Repetition Penalty #2910

Open joeriakkerman opened 8 months ago

joeriakkerman commented 8 months ago

Hi there,

I've come to the conclusion that the field repetition_penalty, which can be found here, is not being used. However, this field is supported by the vllm module.

When I checkout the endpoint which is using this request model, I don't see that this field in the model gets mapped within get_gen_params Is there a reason for this? I'd like to test this field out, but it seems not supported and the default value is 1.0.

Our own created chat model is repeating itself over and over again, so I want to checkout if this fields will help us out. When I checkout the vllm code, the docs state the following:

repetition_penalty: Float that penalizes new tokens based on whether they appear in the prompt and the generated text so far. Values > 1 encourage the model to use new tokens, while values < 1 encourage the model to repeat tokens.

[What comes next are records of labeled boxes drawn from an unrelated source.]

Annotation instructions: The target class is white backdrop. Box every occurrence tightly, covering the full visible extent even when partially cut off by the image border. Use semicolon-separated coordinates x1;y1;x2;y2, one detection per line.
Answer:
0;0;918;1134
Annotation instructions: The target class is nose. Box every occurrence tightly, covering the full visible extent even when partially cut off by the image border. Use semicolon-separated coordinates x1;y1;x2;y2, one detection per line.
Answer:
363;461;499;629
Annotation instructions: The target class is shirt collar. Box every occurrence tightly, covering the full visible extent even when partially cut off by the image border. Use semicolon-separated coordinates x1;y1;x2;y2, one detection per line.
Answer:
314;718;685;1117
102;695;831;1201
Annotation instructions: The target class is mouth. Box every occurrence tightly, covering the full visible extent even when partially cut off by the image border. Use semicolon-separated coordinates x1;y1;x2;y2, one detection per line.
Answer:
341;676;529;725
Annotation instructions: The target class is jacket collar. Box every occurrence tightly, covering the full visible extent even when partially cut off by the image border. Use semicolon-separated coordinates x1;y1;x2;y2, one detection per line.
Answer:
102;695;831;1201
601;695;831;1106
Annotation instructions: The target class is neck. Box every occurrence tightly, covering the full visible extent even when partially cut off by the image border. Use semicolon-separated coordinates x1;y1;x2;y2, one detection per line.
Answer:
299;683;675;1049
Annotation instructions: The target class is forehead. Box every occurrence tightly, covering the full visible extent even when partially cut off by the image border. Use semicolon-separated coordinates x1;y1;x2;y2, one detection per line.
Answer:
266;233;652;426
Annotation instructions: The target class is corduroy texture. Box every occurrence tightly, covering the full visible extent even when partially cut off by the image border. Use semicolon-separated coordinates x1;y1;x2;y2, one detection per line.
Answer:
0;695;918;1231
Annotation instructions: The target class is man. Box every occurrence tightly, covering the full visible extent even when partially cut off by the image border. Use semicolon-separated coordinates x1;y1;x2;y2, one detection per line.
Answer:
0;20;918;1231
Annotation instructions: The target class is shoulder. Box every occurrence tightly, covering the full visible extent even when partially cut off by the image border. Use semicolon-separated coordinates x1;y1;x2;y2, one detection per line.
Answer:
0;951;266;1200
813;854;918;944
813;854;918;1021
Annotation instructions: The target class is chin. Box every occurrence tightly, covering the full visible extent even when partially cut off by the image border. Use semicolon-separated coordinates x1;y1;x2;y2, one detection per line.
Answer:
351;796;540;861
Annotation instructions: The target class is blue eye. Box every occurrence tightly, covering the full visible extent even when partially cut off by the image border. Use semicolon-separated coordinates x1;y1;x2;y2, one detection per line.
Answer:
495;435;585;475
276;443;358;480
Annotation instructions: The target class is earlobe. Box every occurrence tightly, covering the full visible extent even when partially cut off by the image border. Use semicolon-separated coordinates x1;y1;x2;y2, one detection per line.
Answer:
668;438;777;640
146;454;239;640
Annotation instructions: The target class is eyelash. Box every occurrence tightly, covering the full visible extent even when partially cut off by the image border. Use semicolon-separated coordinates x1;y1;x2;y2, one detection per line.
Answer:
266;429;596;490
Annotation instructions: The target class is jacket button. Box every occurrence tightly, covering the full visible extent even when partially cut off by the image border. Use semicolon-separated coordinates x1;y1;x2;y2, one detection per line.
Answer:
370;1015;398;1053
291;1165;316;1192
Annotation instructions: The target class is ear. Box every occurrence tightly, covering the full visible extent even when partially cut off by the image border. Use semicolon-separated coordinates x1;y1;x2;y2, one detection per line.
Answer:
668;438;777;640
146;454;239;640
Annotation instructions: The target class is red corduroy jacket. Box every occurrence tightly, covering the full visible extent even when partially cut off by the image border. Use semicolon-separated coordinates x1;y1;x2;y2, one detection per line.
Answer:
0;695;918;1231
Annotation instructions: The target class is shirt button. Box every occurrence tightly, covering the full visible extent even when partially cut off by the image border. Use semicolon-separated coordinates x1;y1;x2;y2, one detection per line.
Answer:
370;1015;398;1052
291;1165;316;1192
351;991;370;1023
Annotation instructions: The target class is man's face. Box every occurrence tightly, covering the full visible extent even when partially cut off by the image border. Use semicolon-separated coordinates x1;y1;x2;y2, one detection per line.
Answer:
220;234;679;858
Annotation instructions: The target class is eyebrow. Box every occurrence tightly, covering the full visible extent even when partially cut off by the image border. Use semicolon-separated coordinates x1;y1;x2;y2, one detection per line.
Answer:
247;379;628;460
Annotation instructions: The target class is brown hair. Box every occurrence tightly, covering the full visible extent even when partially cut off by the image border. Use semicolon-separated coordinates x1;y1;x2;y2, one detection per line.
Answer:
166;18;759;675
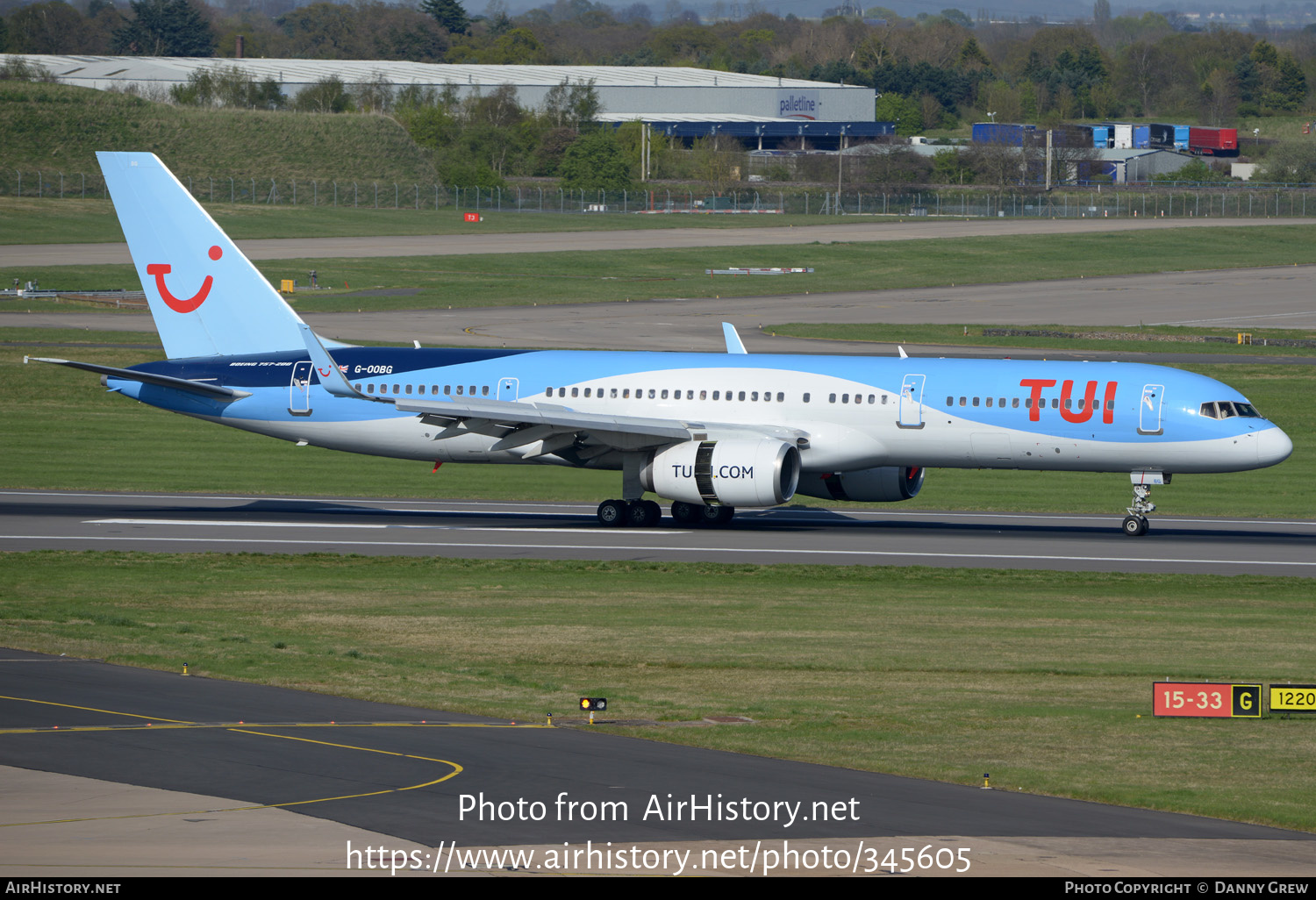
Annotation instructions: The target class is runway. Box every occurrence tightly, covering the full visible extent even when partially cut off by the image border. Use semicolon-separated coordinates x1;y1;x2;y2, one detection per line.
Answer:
0;491;1316;576
0;650;1316;875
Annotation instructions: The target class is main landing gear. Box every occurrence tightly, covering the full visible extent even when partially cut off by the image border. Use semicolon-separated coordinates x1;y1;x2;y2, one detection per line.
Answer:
599;500;736;528
1124;484;1155;537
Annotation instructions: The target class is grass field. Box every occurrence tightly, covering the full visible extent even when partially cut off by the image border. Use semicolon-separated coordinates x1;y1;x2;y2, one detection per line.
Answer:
0;553;1316;831
0;224;1316;312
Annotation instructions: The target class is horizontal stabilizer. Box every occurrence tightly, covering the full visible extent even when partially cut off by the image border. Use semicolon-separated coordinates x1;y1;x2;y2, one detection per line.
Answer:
23;357;252;400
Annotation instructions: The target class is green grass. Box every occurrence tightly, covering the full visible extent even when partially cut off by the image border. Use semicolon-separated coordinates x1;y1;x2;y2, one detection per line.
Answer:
0;553;1316;831
0;197;832;244
0;329;1316;518
763;323;1316;357
12;224;1316;312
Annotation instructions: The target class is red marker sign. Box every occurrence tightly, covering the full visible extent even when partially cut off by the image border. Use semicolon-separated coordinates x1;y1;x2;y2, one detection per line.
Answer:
1152;682;1261;718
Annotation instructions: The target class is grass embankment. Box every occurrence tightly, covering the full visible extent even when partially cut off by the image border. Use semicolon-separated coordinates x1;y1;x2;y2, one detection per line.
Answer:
0;553;1316;829
0;197;833;244
0;224;1316;313
763;323;1316;357
0;329;1316;518
0;82;437;189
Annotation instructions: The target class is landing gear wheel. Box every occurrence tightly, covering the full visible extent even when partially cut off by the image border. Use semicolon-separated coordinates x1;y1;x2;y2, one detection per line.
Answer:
671;500;704;525
599;500;626;528
626;500;662;528
699;507;736;528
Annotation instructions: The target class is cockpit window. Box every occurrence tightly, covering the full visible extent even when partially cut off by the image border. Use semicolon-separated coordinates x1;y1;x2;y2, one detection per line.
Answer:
1200;400;1261;418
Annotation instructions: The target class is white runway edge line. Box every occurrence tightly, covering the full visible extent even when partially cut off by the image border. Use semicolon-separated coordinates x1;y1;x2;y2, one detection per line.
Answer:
0;531;1316;568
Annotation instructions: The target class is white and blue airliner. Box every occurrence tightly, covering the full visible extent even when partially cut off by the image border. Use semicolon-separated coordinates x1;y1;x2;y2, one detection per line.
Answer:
31;153;1292;536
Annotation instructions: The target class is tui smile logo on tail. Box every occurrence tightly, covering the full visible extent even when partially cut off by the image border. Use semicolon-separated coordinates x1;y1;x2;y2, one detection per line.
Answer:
147;246;224;313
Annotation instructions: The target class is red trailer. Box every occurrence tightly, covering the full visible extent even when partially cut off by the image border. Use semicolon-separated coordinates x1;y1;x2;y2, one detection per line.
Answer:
1189;126;1239;157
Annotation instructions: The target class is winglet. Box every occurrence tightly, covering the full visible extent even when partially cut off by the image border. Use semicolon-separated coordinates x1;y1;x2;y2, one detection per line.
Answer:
299;323;390;403
723;323;745;353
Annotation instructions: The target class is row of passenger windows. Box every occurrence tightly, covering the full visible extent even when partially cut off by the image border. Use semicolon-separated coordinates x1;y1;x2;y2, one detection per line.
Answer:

So I guess that this field is just what we need, but I can't seem to give this field a different value than 1.0. Is there a reason for this field not being mapped (anymore?)?

Thanks in advance!

nouf01 commented 7 months ago

Hi, did you find out how to make the model avoid repetition in it's responses?

lin-xiaosheng commented 6 months ago

I've encountered the same problem as well. It seems that Fastchat might not be correctly receiving the incoming repetition_penalty. Has anyone resolved this issue?

ssifood commented 5 months ago

is this solved?